Bisnis.com, JAKARTA — Stabilisasi rupiah menjadi fokus utama Bank Indonesia dengan menahan suku bunga acuan BI Rate 6% dalam Rapat Dewan Gubernur terakhir pada 2024.
Rupiah justru tercatat semakin melemah ke level Rp16.312,5 per dolar AS pada penutupan pasar hari ini, terlebih usai pengumuman Federal Reservme (The Fed) yang memangkas Fed Fund Rate dini hari tadi.
Ekonom Bahana Sekuritas Putera Satria Sambijantoro melihat sudah sewajarnya Bank Indonesia (BI) menahan BI Rate demi rupiah. Setidaknya, rupiah harus menguat ke bawah Rp15.200-an untuk BI percaya diri memangkas suku bunga yang telah ditahan dalam tiga bulan terakhir.
"Asumsi kami BI pangkas di Desember jika rupiah ke bawah Rp15.200, nyatanya sekarang Rp16.000-an per dolar AS. Jadi BI memang seharusnya enggak mikir untuk menurunkan BI Rate," ujarnya kepada Bisnis,Kamis (19/12/2024).
Berharap rupiah lebih stabil ke depannya, Satria melihat ada potensi penguatan rupiah usai Donald Trump resmi menjabat sebagai presiden AS pada 20 Januari mendatang.
Melihat kepemimpinan Trump pada 2017 lalu, usai menjabat, Trump akan meninjau kebijakan terkini dan mendorong The Fed untuk memangkas suku bunga lebih banyak, demi memantik gairah ekonomi.
Baca Juga
Meski The Fed kini diproyeksikan akan memangkas suku bunga acuannya pada tahun depan sebanyak 2 kali dengan total 50 bps, sangat mungkin perkiraan tersebut terbantahkan dan justru pemangkasan lebih banyak.
"Trump melakukan peranan politik untuk The Fed supaya menurunkan suku bunga.
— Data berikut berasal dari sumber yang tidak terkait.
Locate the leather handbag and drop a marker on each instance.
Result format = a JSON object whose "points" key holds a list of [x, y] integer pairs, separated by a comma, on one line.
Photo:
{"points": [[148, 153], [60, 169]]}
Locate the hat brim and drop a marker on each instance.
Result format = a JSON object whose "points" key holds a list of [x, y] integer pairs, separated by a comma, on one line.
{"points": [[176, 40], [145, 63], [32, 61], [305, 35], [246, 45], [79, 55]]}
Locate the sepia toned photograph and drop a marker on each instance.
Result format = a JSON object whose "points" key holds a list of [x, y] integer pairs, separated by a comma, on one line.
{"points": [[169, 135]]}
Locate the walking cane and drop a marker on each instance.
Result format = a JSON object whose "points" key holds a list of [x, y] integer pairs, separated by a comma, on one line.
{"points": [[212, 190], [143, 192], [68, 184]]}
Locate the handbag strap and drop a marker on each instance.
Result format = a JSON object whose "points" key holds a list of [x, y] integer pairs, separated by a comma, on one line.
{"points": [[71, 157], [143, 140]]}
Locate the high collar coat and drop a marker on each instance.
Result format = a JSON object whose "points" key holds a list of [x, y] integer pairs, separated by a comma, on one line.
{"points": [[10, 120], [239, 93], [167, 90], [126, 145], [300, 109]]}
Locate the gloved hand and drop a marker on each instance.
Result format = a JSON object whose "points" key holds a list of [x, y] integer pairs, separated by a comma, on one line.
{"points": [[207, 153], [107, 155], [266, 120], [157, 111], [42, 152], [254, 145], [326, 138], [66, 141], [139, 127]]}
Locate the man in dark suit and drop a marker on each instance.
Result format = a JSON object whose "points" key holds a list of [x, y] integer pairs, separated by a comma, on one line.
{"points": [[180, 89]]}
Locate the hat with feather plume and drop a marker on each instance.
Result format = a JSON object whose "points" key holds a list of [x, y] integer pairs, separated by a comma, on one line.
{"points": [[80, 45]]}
Ekspektasi saya mungkin di kuartal II/2025 dolar itu melemah [dan rupiah menguat]," lanjutnya.
Senada, Kepala Ekonom PT Bank Central Asia Tbk. (BBCA) David Sumual melihat rupiah perlu menguat di bawah Rp15.500 per dolar AS jika berkeinginan untuk memangkas suku bunga acuan.
Menurut hitungan David, rupiah di posisi sekitar Rp15.500—16.000 per dolar AS masih relatif over valued jika dibandingkan dengan mata uang emerging market lain.
Sementara itu, inflasi sebenarnya relatif terjaga rendah sesuai rentang target terutama karena stabilnya harga energi dan limpahan produk-produk murah terutama dari China.
David melihat peluang rupiah menguat masih akan cukup lama meski harga beberapa komoditas mulai membaik, seperti crude palm oil (CPO), kopi, dan coklat.
"Kalau harga komoditas membaik, rupiah akan ada peluang menguat. Sejauh ini di kuartal I/2025 belum ada indikasi kuat," ujarnya.
BI Andalkan 20 Bank Stabilkan Rupiah
Deputi Gubernur Senior Bank Indonesia Destry Damayanti mengungkapkan rupiah yang sebelumnya diyakini akan menguat, justru mengalami volatilitas akibat perubahan arah kebijakan global.
Untuk itu, pihaknya berusaha memperdalam pasar uang dan pasar valas dengan mengoptimalkan primary dealer untuk meningkatkan transaksi Sekuritas Rupiah Bank Indonesia (SRBI) di pasar sekunder dan transaksi repurchase agreement (repo) antarpelaku pasar.
Destry menjelaskan pihaknya telah bekerja sama dengan 20 bank untuk implementasi operasi pro-market melalui Central Counterparty (CCP) yang semakin meningkat.
Tercatat pada 2020 lalu transaksi valas di kisaran US$5 miliar per hari. Kini, transaksi valas telah mencapai hampir US$10 miliar per hari yang didominasi transaski spot dan swap, termasuk Domestic Non-Deliverable Forward (DNDF).
“Kalau market makin dalam, maka tentu gonjang-ganjing makin sedikit,” tuturnya, Rabu (18/12/2024).
Selain itu, bank sentral juga akan mengoptimalkan SRBI, Sekuritas Valas Bank Indonesia (SVBI), dan Sukuk Valas Bank Indonesia (SUVBI) sebagai instrumen moneter pro-market serta memperkuat struktur suku bunga instrumen moneter untuk menarik aliran masuk portofolio asing ke aset keuangan domestik.